Что такое "просветительская деятельность"
Раньше в российском законодательстве не было определения просветительской деятельности. Теперь есть. Согласно документу, это любая деятельность, которая направлена на распространение знаний, опыта, формирования умений и навыков, интеллектуальное, физическое или профессиональное развитие человека.
Юрист правозащитного центра "Мемориал" Татьяна Глушкова говорит, что под это определение может подпасть почти все что угодно: и кулинарный блог в инстаграме, и посты, например, психолога о том, как справиться с тревожностью, и даже популярные теперь онлайн-курсы по йоге и спорту. Но Глушкова считает, что применять закон могут точечно.
Нельзя разжигать
Законопроект вводит и запрет. Просветительскую деятельность нельзя использовать для разжигания, например, социальной, расовой, национальной или религиозной розни. Нельзя проводить агитацию, которая пропагандирует исключительность и превосходство одних социальных групп над другими. А дальше – самый тонкий момент: нельзя побуждать к действиям, противоречащим Конституции Российской Федерации. В законе не уточняется, что это могут быть за действия.
В сопроводительных документах сказано, что отсутствие регулирования "создает предпосылки для бесконтрольной реализации антироссийскими силами под видом просветительской деятельности широкого круга пропагандистских мероприятий".
Журналисты газеты "Коммерсант" пытались уточнить у депутатов, что это за антироссийские силы. Им рекомендовали изучить доклады комиссии Совета Федерации по предотвращению вмешательства во внутренние дела России.
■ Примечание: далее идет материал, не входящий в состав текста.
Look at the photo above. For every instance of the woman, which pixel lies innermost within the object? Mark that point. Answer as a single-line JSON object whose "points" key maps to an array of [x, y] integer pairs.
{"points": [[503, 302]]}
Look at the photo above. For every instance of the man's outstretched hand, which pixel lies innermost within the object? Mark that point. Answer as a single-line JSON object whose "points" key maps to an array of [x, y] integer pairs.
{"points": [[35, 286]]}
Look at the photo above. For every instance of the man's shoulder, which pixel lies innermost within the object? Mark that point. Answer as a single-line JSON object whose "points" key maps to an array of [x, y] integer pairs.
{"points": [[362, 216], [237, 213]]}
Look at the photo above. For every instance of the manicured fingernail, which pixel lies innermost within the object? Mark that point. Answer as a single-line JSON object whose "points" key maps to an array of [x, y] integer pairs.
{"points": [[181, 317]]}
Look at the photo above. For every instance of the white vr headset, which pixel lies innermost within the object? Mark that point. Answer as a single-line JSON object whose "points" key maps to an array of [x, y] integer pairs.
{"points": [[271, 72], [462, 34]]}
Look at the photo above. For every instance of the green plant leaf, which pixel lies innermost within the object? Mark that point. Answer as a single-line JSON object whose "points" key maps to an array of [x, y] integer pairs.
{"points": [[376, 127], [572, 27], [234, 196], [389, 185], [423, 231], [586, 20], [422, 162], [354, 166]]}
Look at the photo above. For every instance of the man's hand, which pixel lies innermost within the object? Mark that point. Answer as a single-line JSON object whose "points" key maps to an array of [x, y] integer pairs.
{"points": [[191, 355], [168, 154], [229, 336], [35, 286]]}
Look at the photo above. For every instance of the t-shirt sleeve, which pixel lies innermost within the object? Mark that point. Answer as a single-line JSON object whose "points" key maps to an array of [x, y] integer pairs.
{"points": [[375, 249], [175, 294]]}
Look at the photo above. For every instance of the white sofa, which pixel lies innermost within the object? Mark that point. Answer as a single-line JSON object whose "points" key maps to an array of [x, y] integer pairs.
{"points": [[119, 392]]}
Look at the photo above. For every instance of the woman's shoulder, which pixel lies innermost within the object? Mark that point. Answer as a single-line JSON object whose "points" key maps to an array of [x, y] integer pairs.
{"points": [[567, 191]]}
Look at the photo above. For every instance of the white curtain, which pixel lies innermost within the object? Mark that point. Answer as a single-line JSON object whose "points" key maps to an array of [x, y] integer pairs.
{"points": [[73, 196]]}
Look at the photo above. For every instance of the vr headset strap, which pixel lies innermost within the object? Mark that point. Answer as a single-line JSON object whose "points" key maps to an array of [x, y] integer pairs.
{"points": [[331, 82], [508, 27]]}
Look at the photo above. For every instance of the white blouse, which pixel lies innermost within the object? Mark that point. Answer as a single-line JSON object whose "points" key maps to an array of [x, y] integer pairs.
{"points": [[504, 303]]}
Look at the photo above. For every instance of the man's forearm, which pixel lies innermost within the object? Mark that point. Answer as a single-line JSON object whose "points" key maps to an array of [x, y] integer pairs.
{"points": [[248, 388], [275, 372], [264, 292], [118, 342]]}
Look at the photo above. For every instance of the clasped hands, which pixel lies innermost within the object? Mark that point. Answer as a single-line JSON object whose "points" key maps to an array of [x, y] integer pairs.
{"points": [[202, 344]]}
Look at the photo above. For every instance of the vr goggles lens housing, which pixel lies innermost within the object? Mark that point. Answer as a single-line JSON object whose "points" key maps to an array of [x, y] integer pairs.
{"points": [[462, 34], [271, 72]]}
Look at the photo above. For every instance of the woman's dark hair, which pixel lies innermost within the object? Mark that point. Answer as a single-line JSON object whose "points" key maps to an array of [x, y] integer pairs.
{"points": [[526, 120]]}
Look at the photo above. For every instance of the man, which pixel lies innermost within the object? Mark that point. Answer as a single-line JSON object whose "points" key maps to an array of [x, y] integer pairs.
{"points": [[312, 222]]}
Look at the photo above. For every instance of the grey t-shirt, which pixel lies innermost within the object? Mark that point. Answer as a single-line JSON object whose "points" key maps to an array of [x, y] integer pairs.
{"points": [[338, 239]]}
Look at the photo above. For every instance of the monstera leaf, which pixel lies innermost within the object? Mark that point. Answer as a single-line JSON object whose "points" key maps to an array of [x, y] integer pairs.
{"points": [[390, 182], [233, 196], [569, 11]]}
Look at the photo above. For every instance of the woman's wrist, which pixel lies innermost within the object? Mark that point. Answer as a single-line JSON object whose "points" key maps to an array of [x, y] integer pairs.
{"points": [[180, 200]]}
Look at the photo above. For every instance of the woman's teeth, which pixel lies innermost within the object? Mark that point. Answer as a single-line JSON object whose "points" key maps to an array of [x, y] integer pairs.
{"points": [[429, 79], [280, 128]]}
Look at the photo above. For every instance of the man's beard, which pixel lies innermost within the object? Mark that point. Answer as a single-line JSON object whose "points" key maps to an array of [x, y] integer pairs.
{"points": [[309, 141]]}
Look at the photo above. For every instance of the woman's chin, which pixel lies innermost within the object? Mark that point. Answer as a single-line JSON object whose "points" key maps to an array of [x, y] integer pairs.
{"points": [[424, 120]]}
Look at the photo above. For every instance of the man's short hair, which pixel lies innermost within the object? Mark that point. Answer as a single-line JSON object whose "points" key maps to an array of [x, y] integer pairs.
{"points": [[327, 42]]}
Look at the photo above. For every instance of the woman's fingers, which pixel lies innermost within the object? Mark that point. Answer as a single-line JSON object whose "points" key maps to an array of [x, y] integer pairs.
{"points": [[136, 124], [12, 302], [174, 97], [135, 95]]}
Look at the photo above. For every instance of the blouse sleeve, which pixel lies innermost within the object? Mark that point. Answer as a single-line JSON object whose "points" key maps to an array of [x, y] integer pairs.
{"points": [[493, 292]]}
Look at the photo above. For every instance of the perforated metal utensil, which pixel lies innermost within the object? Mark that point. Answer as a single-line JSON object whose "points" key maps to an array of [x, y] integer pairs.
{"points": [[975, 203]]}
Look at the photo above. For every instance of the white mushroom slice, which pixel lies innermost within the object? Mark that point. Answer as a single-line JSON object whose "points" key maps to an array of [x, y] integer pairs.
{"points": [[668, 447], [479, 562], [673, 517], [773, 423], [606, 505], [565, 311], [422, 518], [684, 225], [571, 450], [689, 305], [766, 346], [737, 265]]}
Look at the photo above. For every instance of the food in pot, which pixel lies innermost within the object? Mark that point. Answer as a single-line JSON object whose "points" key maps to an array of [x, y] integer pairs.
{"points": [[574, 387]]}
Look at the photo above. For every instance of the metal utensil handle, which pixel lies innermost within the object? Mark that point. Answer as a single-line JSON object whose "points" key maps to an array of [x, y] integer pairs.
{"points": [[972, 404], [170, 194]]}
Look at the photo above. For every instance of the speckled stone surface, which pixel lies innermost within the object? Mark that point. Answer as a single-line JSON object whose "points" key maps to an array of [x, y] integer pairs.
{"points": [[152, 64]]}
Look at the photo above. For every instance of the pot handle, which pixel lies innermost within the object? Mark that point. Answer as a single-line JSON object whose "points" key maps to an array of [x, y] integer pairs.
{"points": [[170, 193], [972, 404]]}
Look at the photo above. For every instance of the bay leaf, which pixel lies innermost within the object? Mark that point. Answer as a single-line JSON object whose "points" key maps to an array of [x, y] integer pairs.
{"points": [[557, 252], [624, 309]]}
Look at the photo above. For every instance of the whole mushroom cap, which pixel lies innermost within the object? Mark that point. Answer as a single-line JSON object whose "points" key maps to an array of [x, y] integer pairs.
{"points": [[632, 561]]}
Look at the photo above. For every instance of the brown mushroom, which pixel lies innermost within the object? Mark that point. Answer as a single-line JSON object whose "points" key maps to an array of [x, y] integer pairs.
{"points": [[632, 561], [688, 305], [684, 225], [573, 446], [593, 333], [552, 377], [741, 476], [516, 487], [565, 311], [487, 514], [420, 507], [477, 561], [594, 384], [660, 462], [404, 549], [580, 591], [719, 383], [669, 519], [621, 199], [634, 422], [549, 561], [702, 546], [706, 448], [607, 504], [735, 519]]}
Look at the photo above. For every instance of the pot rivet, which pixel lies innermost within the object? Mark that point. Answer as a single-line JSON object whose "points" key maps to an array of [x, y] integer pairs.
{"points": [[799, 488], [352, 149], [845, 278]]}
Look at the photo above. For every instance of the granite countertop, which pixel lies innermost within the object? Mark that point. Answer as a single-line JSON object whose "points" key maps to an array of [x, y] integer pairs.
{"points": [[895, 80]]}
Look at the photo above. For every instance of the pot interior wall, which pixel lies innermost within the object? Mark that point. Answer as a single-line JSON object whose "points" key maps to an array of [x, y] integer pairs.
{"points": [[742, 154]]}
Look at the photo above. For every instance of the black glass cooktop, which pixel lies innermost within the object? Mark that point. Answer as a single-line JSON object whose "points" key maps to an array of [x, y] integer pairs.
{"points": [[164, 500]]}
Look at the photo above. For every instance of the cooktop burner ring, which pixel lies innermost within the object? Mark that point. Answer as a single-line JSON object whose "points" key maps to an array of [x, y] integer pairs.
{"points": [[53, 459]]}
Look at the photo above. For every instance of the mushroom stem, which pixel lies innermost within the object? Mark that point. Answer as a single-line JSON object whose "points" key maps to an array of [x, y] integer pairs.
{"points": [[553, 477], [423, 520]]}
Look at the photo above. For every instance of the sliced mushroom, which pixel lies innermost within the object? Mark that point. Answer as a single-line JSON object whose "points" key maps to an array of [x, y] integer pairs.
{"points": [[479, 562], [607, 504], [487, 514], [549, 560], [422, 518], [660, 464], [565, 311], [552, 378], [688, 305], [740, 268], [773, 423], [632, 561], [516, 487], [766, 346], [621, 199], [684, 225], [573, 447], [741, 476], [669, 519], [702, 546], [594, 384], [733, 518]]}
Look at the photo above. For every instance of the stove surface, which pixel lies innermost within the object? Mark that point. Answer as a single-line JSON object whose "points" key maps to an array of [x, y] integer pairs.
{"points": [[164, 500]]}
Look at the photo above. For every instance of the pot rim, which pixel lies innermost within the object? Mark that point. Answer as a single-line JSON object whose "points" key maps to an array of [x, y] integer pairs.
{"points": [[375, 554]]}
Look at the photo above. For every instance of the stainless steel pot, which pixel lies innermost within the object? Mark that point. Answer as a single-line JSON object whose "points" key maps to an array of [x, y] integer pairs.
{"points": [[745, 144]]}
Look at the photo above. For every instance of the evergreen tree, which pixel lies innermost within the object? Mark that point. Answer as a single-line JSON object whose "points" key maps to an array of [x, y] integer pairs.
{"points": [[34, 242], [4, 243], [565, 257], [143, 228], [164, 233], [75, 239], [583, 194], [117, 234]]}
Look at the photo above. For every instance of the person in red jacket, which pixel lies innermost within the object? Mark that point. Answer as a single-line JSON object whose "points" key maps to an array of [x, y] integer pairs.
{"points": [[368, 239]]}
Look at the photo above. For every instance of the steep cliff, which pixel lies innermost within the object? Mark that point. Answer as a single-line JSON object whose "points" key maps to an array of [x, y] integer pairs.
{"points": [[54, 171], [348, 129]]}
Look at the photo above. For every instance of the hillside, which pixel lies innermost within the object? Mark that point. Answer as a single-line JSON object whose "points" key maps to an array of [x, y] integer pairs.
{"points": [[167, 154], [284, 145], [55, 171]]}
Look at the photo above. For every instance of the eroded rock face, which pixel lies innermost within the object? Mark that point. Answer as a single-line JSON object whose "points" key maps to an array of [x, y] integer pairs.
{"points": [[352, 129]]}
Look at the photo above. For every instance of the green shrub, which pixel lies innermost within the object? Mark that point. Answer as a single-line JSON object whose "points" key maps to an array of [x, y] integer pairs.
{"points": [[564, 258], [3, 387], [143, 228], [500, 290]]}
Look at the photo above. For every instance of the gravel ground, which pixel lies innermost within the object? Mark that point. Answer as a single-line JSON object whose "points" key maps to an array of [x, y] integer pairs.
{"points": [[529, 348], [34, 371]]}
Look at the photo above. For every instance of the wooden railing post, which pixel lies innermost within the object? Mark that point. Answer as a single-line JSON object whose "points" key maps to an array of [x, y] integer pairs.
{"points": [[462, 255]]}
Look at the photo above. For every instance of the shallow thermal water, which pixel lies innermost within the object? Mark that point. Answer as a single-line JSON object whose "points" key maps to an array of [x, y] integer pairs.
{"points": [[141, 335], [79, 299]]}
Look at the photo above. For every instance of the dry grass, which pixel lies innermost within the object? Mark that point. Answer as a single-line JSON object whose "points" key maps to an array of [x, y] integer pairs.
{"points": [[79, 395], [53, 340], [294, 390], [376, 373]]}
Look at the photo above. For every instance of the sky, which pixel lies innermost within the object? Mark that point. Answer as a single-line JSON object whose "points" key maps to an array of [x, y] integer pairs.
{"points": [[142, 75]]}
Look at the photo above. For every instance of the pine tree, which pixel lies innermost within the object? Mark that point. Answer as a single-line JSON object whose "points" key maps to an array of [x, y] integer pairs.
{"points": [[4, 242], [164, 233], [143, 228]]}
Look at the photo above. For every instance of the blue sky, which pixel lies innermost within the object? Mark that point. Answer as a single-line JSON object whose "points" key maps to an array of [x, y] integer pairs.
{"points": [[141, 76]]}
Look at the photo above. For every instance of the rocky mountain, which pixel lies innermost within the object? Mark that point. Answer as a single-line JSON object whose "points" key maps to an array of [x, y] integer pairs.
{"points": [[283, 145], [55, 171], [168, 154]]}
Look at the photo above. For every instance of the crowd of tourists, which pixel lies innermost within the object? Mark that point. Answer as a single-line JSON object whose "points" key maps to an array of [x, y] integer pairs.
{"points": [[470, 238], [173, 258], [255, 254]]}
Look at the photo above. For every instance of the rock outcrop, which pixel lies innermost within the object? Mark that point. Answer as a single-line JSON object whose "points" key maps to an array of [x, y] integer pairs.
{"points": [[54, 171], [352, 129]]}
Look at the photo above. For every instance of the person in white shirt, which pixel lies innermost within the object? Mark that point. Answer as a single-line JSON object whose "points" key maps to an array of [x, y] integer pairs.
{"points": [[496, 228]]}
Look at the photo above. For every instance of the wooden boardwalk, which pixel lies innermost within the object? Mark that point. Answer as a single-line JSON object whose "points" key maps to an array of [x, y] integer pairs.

Настоящее Время тоже изучило эти доклады. Один из последних докладов был опубликован в июле 2020 года. Там действительно упомянут целый ряд организаций, которые получают иностранное финансирование и якобы участвуют в нагнетании критических настроений. Например, правозащитный центр "Мемориал" или независимые движения наблюдателей за выборами: "Голос", "Гражданин наблюдатель", "Народный избирком", "Сонар".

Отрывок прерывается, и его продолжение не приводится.